Chomsky's interviewer
I wrote at length towards the end of last year on The Guardian's interview with Noam Chomsky on his being voted Top Public Intellectual by readers of Prospect, and the newspaper's repudiation of the interview after receiving a complaint by Chomsky. Chomsky's complaints were various, but the principal one concerned the treatment of his views on Srebrenica. I can't link to the interview because, extraordinarily, it was withdrawn from The Guardian's site. But I consider the "correction" issued by the newspaper's Readers' Editor, Ian Mayes, was manifestly incorrect and did a serious injustice to the Guardian writer who conducted the interview, Emma Brockes.
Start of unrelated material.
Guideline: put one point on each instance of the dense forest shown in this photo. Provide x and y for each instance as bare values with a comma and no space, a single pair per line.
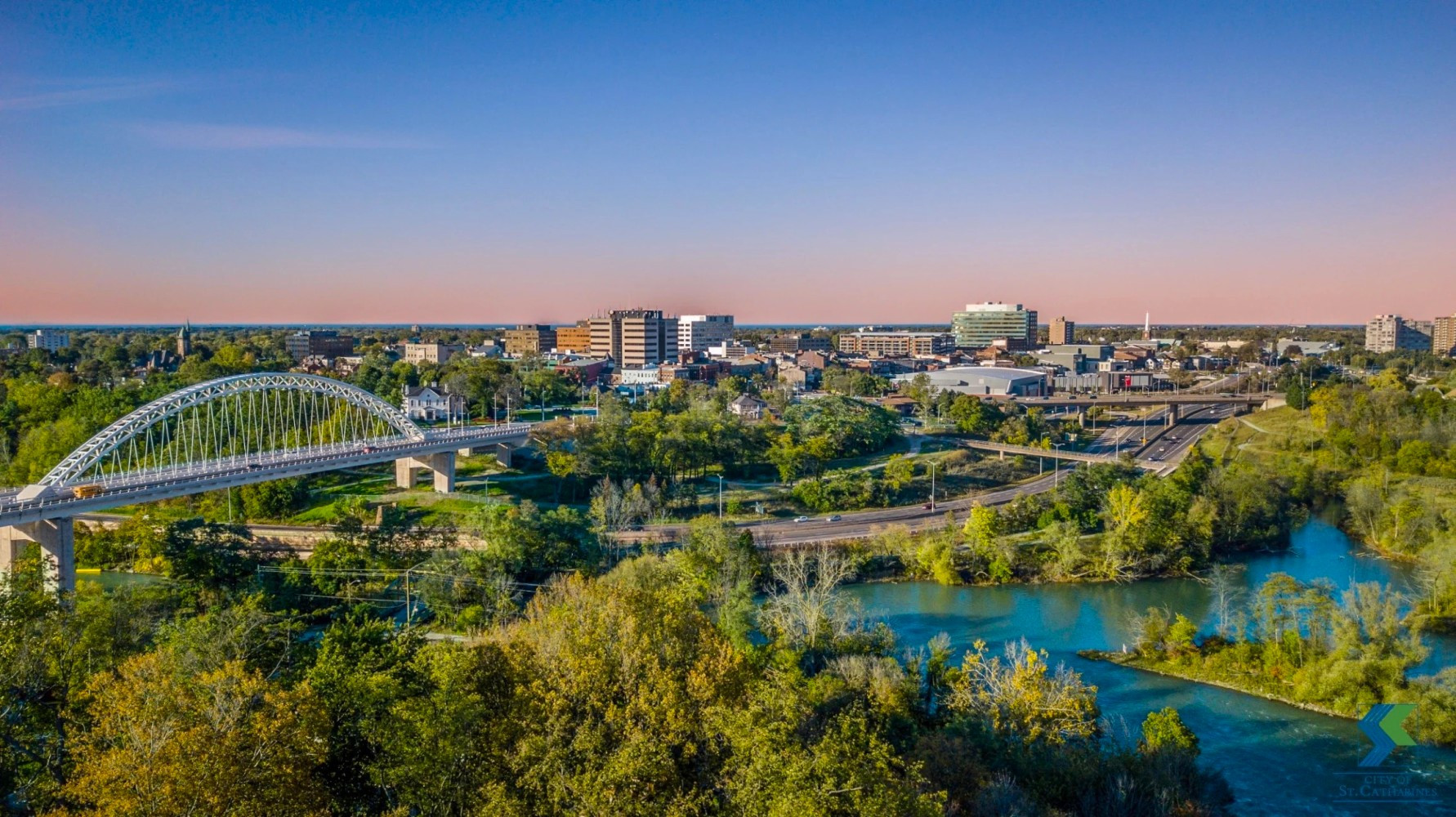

As I explained here in December, I and two other writers with experience of Chomsky's methods and arguments, David Aaronovitch of The Times and Francis Wheen of Private Eye, sent a very long letter to Mayes setting out exhaustively why Chomsky's complaint should have been rejected, and why the "correction" should itself be withdrawn. As yet, we have not made our letter public, because we are still going through the newspaper's appeals procedure. It is taking some time, because Mayes acknowledged that, as our complaint was about him, he could hardly sit in judgement upon it, and that an external ombudsman would need to be appointed if we were to pursue our complaint. (The position is currently vacant.) We have asked that this be done, and I shall report on developments.
In the meantime, I'm delighted to report that Emma Brockes has been shortlisted for Interviewer of the Year in the British Press Awards, announced today.